Im Baufeld B sollen Kindertagesstätte, Grundschulgebäude, Realschulgebäude, das Studienhaus sowie das Mensa- und Ateliergebäude im IV. Quartal 2019 fertiggestellt sein.
Auch energetisch wird vielfältig und trotzdem einheitlich gedacht: Grundschulgebäude, Studienhaus, Realschulgebäude und Kita erhalten einen gemeinsamen, klimaschonenden Fernwärmeanschluss. Die Kosten für das gesamte Baufeld B einschließlich Mensa und Ateliergebäude in der Vogteistraße liegen aktuell bei 40,6 Millionen Euro plus weitere 456.000 Euro, die für vorgezogene Instandhaltungsmaßnahmen investiert werden.
Für einen Bildungsverbund von insgesamt acht Einrichtungen in städtischer und freier Trägerschaft entstehen - im baulichen wie im pädagogischen Sinne - ganz neue Räume, die lebensnahes, verantwortungsvolles und inklusiv angelegtes Lehren und Lernen ermöglichen. Für Köln ist die BAN ein Pilotprojekt, auf dessen Basis das Amt für Schulentwicklung einen allgemeinen Rahmen für den Kölner Schulbau verabschiedet hat. Der Grundgedanke: Schule verabschiedet sich von dem Bild der »Lernanstalt« und wird zur »Lernlandschaft«, in der auch Freizeitanteile nicht zu kurz kommen. Baulich war hier der Wunsch, einen Wechsel zwischen verschiedenen Gruppen- und Lernformen und damit auch zwischen selbst- und fremdbestimmter Zeit umzusetzen.
So lernen die Kinder der Grundschule nicht mehr in »klassischen« Klassenräumen, sondern so genannten Clustern. Cluster sind Raumgruppen, in denen der Lern- und Unterrichtsraum und die davorliegenden Differenzierungs-, Aufenthalts- und Erholungsbereiche, wie etwa die Küche, vor der Klasse als Einheit verstanden, entworfen und gebaut werden. Sie bilden architektonisch und später auch pädagogisch eine »Familie«, die sich auch in eigenen Farben ausdrückt. Auch können sie flexibel auch während der Unterrichtszeit genutzt werden. Das Grundschulgebäude und auch die weiteren Gebäude entstehen nach einem an den denkmalgeschützten Bestandsbau angelehnten »Farbwelten«-Konzept, das planerisch unter Beteiligung der Nutzer aufgestellt und nun baufachlich umgesetzt wurde. Allein im Grundschulgebäude entstehen auf rund 1.160 Quadratmetern Nutzfläche acht Klassenräume, acht Gruppenräume, drei Teamstationen, ein Cluster-Forum auf jeder Etage sowie Mehrzweck-, Werk- und Übungsräume sowie Verwaltungs- und Nebenräume.

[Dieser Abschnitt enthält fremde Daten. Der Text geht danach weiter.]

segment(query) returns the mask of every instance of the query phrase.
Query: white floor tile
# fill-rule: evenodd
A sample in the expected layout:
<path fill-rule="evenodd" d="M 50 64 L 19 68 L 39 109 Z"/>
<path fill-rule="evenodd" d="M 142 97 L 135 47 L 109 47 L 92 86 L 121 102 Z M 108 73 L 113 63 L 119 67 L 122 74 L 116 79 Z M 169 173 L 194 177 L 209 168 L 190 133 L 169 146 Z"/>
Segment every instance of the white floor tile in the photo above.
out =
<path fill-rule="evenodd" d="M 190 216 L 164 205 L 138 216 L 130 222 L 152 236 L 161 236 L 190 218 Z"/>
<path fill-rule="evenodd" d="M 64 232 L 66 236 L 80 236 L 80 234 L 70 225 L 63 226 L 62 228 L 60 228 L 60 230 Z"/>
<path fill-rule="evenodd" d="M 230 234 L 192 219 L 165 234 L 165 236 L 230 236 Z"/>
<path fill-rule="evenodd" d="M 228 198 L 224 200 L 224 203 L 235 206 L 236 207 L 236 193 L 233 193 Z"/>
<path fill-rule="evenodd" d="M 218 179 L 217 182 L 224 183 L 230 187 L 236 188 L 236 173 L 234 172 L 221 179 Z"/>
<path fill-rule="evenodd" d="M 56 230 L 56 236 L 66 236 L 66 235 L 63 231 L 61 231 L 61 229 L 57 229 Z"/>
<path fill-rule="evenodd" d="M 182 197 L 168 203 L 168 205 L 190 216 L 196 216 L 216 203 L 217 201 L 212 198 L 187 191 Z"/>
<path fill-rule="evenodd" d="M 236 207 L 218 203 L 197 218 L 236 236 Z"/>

Parallel dazu wächst, zwischen Ritterstraße und Vogteistraße, der Erweiterungsbau für das Hansa-Gymnasium (Baufeld A) am Gereonswall beachtlich in die Höhe. Bereits jetzt ist zu erkennen, dass das Gebäude städtebaulich den Straßenzug zu einem gelungenen Abschluss bringt. Im Bestand müssen die baulichen Möglichkeiten im Einklang mit dem Denkmalschutz erfolgen. Schlechtleistungen und die Kündigung seitens eines Auftragnehmers sowie ausbleibende Submissionsergebnisse behindern die Planungs- und Bauphasen teils erheblich.

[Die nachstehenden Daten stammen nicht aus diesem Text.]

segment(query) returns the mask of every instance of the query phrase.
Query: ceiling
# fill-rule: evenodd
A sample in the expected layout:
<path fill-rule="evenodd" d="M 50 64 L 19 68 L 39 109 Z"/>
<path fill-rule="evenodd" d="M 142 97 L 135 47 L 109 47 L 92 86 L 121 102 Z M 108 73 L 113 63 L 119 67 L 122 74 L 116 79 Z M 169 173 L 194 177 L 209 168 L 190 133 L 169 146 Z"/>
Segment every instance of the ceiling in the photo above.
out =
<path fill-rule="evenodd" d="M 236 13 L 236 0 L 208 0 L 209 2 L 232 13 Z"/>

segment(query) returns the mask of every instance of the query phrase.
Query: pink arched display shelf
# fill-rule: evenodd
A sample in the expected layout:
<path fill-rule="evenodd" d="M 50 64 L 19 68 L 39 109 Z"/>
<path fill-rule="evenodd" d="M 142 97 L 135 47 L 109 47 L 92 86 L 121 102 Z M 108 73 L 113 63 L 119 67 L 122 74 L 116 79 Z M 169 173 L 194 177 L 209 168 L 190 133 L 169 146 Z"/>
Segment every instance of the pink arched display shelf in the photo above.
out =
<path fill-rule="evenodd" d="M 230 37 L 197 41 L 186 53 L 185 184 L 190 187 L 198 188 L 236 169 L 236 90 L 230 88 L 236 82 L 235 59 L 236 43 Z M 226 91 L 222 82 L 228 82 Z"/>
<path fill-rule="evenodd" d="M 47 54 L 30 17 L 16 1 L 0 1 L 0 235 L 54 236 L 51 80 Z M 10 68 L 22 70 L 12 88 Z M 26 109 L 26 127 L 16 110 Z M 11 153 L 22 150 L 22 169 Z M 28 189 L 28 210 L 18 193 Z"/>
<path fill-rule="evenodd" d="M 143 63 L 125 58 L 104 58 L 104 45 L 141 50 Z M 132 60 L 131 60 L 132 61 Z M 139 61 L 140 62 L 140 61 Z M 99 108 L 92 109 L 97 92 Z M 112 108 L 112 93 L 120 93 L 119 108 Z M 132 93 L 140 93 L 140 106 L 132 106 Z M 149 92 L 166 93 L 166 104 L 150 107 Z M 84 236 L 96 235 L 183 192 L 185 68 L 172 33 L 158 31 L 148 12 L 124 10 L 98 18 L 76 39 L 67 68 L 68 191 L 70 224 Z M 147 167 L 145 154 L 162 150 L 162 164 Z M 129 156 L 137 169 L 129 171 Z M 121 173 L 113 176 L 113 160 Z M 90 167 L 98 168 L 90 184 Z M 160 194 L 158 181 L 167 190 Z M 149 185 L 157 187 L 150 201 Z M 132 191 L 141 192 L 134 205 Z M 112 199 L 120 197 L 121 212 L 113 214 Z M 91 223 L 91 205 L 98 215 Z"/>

Die Übergabe für das Baufeld A ist für Ende 2020 geplant. In der Folge sieht der Zeitplan vor, dass das Baufeld C (Abendgymnasium) voraussichtlich Ende 2023 übergeben werden kann. Die Sanierung dieses Gebäudes, das derzeit als Interim für das Hansa-Gymnasium dient, kann dementsprechend erst erfolgen, wenn der Standort am Hansaring wieder genutzt werden kann.

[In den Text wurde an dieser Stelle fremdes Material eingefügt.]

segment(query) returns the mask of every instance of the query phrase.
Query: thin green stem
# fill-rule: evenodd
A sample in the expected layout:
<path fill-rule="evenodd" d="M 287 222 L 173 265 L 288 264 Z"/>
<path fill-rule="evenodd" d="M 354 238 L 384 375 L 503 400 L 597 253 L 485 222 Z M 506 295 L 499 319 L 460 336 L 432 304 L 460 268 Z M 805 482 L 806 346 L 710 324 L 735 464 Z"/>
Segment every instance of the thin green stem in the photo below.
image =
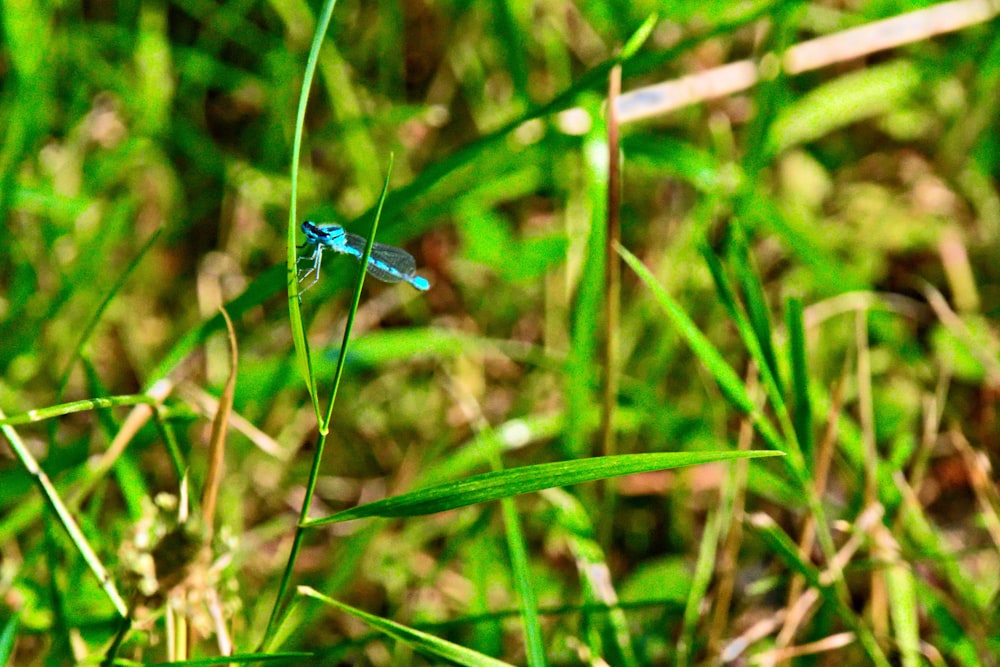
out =
<path fill-rule="evenodd" d="M 274 601 L 274 607 L 271 610 L 271 618 L 268 620 L 267 630 L 264 633 L 264 640 L 262 642 L 262 647 L 266 650 L 268 647 L 268 642 L 271 639 L 272 633 L 275 628 L 275 621 L 278 617 L 278 612 L 282 606 L 282 600 L 285 598 L 288 586 L 291 583 L 292 571 L 295 569 L 295 562 L 298 560 L 299 551 L 302 548 L 302 542 L 305 538 L 306 530 L 308 526 L 306 522 L 309 520 L 309 507 L 312 505 L 313 495 L 316 491 L 316 482 L 319 480 L 319 469 L 320 464 L 323 460 L 323 450 L 326 447 L 326 438 L 330 433 L 330 421 L 333 419 L 333 406 L 337 401 L 337 390 L 340 388 L 340 379 L 344 374 L 344 365 L 347 361 L 347 345 L 351 338 L 351 329 L 354 327 L 354 318 L 357 315 L 358 307 L 361 304 L 361 289 L 365 284 L 365 275 L 367 271 L 365 267 L 368 266 L 368 260 L 372 254 L 372 248 L 375 245 L 375 235 L 378 231 L 378 223 L 382 217 L 382 208 L 385 204 L 386 195 L 389 192 L 389 176 L 392 174 L 394 155 L 389 154 L 389 167 L 386 171 L 385 183 L 382 186 L 382 195 L 379 198 L 378 208 L 375 210 L 375 219 L 372 221 L 372 228 L 368 234 L 368 243 L 365 245 L 364 255 L 361 257 L 361 264 L 358 268 L 358 282 L 354 288 L 354 297 L 351 300 L 351 308 L 347 312 L 347 325 L 344 327 L 344 338 L 340 345 L 340 356 L 337 359 L 337 370 L 333 376 L 333 388 L 330 391 L 330 402 L 327 405 L 326 417 L 319 422 L 319 439 L 316 443 L 316 450 L 313 453 L 312 465 L 309 468 L 309 480 L 306 483 L 306 495 L 302 499 L 302 508 L 299 511 L 299 521 L 295 528 L 295 537 L 292 540 L 292 548 L 288 554 L 288 562 L 285 565 L 285 571 L 281 576 L 281 583 L 278 587 L 278 596 Z M 298 301 L 296 296 L 295 301 Z M 301 311 L 297 311 L 298 315 L 301 317 Z M 307 351 L 308 353 L 308 351 Z M 312 368 L 311 361 L 308 364 L 309 368 Z M 309 376 L 309 385 L 315 387 L 315 380 L 312 375 Z"/>
<path fill-rule="evenodd" d="M 296 226 L 298 211 L 296 203 L 299 192 L 299 161 L 302 156 L 302 134 L 305 131 L 306 106 L 309 102 L 309 91 L 312 88 L 312 81 L 316 75 L 316 65 L 319 62 L 319 50 L 323 44 L 323 38 L 330 27 L 330 20 L 333 18 L 333 9 L 337 5 L 337 0 L 326 0 L 320 12 L 319 22 L 316 25 L 316 32 L 313 33 L 312 44 L 309 47 L 309 57 L 306 60 L 306 69 L 302 76 L 302 89 L 299 91 L 298 111 L 295 117 L 295 138 L 292 142 L 292 166 L 291 166 L 291 202 L 288 209 L 288 231 L 287 231 L 287 252 L 286 252 L 286 284 L 288 287 L 288 315 L 292 327 L 292 341 L 295 345 L 295 358 L 298 362 L 299 372 L 306 381 L 309 389 L 309 397 L 312 400 L 313 410 L 316 419 L 319 421 L 319 398 L 316 395 L 316 382 L 312 373 L 312 362 L 309 358 L 309 348 L 305 338 L 305 328 L 302 323 L 302 309 L 299 304 L 299 285 L 296 270 Z M 364 268 L 362 267 L 362 273 Z M 332 401 L 331 401 L 332 403 Z M 325 438 L 320 434 L 316 456 L 313 458 L 310 479 L 314 480 L 316 471 L 319 468 L 319 461 L 322 456 L 322 447 Z M 310 484 L 311 488 L 312 485 Z M 309 503 L 302 503 L 302 512 L 306 512 Z M 299 523 L 301 523 L 301 518 Z M 292 542 L 292 550 L 285 565 L 285 571 L 281 575 L 281 582 L 278 584 L 278 593 L 274 599 L 274 606 L 271 608 L 271 616 L 267 621 L 267 628 L 264 630 L 264 637 L 261 639 L 261 647 L 267 649 L 274 636 L 275 624 L 282 607 L 282 602 L 288 591 L 288 585 L 292 578 L 292 569 L 298 557 L 298 552 L 302 544 L 301 528 L 295 531 L 295 539 Z"/>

Gesamtschule Helios: Eine neue Interimsschule in der Overbeckstraße
Nach einigen Rückschlägen rückt auch die Inbetriebnahme des Schulgebäudes Overbeckstraße 71-73 in Neuehrenfeld in greifbare Nähe. Das Gebäude wird als Interimsstandort für die Gesamtschule Helios und später auch für andere Schulnutzungen generalsaniert. Hier spielt der Denkmalschutz des Hauptgebäudes eine bestimmende Rolle, aber auch die Begrenzung aufgrund der räumlichen Enge in der nahe gelegenen nachbarschaftlichen Bebauung. Der Hauptbaukörper ist Teil einer Blockrandbebauung einer ansonsten drei- bis viergeschossigen Wohnbebauung. Der Schulhof - umrahmt durch die Einfachsporthalle mit ihren Nebenräumen und den ein- bis zweigeschossigen Pausen-WC-Gebäuden - liegt im Blockinnenbereich.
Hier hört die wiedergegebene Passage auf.